While “individualized, self-directed online learning is all the rage,” schools are rushing to buy interactive whiteboards put “the teacher front and center” with an updated chalkboard, writes Mike Petrilli in Education Next’s blog.
These contraptions, which go by brand names like SMART Boards and Promethean ActivBoards and cost about $5,000 a pop, are giant computerized screens that crackle with video, audio, and Internet connectivity. When hooked up to a computer, they enable teachers to present multimedia lessons meant to catch the eyes (and brains) of a generation addicted to Wii, iPhones, and IMing. They also serve as an old-fashioned blackboard (teachers and students write on them with special markers) but with a twist: whatever is scribbled on the board can be captured, digitized, and saved for later. This is particularly helpful for students who miss class and can in effect replay the lesson at their leisure. It also allows teachers to “rewind” and explain a point made 15 minutes or 15 days earlier.
Critics complain the whiteboards are expensive ways to support “stand-and-deliver instruction” instead of student discovery and collaboration.
If there’s common ground between “individualized learning” gurus and whiteboard fans, it might come in the form of “learner response systems.” These clickers allow all students in the class to answer a teacher’s question at once. Their responses can be instantly aggregated and displayed on the whiteboard; teachers can look at their computer screens and know right away which of their students gave the wrong answer. It’s “formative assessment” taken to the extreme, and allows a teacher to know which students need more explanation, and when the class is ready to move on.

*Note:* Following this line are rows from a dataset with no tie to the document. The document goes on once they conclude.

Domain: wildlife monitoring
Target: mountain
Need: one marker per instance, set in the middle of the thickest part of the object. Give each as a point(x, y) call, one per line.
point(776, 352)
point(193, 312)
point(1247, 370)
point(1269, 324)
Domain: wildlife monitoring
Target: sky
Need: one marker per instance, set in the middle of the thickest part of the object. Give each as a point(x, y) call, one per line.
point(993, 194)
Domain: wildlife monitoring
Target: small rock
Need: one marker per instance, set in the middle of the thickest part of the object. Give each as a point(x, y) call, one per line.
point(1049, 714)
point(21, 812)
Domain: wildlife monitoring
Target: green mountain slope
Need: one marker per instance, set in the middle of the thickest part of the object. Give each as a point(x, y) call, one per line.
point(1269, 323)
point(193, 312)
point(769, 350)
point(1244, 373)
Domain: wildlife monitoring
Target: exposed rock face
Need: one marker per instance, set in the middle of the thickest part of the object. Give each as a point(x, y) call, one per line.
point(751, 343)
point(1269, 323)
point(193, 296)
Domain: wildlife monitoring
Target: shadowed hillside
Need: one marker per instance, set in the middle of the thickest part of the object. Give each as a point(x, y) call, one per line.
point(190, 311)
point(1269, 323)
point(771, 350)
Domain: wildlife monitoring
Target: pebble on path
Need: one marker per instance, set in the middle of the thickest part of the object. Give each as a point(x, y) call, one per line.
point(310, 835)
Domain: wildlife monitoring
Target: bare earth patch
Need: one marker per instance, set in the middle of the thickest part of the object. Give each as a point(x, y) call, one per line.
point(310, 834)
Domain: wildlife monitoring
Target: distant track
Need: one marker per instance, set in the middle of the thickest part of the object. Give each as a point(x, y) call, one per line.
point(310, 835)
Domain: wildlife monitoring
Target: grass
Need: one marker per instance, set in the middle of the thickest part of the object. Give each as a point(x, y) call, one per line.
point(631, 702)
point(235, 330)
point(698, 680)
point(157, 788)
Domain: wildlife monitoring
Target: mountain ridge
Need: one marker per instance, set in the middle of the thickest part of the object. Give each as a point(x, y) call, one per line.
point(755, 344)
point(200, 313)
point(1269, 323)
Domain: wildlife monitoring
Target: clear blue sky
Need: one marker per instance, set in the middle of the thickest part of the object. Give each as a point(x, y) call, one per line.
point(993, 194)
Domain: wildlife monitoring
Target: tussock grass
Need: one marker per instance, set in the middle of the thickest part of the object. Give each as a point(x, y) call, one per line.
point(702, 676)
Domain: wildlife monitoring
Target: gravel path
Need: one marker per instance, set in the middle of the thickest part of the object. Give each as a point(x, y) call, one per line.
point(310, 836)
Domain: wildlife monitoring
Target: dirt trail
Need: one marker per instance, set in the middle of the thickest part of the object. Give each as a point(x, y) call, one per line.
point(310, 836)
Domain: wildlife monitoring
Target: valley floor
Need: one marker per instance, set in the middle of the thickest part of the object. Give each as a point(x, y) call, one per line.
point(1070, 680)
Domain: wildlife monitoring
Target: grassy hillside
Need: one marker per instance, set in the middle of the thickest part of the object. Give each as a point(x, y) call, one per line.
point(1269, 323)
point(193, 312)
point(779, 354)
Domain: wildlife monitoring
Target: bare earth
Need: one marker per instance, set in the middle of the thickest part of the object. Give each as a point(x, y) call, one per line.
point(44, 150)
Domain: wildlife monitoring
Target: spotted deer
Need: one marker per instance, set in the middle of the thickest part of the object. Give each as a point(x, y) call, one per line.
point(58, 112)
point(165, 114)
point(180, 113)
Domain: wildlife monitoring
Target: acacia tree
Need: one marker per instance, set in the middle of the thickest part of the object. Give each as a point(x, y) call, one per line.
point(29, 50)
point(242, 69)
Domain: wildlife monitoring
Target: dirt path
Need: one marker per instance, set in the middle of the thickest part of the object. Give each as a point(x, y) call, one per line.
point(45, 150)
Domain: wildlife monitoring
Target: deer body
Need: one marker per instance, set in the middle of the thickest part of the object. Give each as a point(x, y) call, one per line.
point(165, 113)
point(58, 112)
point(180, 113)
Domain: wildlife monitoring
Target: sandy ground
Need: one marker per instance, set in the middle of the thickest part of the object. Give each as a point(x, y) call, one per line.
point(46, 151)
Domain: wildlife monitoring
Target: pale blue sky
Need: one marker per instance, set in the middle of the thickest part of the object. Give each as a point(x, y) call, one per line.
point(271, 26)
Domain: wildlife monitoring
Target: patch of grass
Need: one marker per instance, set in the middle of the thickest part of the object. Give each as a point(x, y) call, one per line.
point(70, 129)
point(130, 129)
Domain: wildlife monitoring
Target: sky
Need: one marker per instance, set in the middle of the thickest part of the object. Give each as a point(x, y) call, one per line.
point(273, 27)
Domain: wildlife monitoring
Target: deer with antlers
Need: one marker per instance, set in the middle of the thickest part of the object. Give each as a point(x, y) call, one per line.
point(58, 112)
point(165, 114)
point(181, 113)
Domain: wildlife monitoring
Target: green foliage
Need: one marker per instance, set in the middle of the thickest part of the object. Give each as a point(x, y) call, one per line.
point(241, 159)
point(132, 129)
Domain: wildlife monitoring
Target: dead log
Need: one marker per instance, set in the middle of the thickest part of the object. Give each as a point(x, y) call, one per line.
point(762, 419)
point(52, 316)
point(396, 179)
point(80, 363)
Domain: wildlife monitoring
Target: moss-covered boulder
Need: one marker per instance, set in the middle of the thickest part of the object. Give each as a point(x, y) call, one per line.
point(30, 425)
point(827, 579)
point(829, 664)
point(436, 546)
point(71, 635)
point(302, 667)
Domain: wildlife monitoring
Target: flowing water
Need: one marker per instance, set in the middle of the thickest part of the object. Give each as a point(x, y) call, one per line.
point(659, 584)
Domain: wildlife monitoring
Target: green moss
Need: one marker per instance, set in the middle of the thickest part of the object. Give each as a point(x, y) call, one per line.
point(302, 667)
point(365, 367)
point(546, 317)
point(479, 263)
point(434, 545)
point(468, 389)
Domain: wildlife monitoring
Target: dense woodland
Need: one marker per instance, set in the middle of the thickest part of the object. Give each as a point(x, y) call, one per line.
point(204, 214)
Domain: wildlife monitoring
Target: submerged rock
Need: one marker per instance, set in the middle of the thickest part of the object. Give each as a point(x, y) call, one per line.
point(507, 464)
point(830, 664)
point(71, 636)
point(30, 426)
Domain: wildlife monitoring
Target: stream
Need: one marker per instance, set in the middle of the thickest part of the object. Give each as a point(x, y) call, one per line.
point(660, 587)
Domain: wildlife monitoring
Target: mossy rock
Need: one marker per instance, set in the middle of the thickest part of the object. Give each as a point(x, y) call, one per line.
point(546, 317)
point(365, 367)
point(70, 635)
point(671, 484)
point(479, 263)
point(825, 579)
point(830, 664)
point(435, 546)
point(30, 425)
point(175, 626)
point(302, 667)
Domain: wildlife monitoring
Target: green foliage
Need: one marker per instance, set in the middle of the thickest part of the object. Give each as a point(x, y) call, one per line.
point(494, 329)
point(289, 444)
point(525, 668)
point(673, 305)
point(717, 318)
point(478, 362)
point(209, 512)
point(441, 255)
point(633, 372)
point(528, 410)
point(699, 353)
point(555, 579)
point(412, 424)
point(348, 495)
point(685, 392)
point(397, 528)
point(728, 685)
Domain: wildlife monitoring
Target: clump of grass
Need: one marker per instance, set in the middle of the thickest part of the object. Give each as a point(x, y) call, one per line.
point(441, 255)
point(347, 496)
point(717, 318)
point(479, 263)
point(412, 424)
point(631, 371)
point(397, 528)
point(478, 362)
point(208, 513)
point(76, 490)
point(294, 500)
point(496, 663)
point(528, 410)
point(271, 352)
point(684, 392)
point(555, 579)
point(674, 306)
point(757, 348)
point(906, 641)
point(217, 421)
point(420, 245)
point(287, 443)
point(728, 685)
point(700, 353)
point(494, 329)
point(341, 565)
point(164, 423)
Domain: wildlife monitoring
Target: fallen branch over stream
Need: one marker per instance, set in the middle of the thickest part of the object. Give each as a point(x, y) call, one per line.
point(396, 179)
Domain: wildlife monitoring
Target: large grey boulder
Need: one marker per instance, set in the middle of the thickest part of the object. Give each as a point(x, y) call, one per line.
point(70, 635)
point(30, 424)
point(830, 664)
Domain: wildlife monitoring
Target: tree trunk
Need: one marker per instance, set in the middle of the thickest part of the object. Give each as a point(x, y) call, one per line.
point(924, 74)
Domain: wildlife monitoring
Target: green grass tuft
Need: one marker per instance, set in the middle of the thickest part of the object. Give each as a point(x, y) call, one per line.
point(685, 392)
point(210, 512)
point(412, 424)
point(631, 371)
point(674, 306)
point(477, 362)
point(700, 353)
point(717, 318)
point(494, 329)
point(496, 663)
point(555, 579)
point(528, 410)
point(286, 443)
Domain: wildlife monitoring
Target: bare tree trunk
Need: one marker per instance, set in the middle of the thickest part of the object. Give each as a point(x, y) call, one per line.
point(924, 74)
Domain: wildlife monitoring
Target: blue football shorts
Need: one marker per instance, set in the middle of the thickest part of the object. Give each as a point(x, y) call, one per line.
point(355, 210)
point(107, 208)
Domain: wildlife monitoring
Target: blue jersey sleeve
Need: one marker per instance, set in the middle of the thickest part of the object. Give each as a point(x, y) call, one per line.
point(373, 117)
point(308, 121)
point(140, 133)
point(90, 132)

With school budgets shrinking, the day of the interactive whiteboard may be waning, Petrilli writes. These technologies will survive only “if they allow teachers to be just as effective with a class of 30 students as a class of 20” by increasing engagement.
I can hear teachers saying: You mean a class of 42 instead of a class of 34. I’m curious: Are interactive whiteboards worth the cost? If it’s a choice between whiteboards and slightly smaller classes, a longer school day, more books, more field trips or the idea of your choice, what would deliver the most brains for the buck?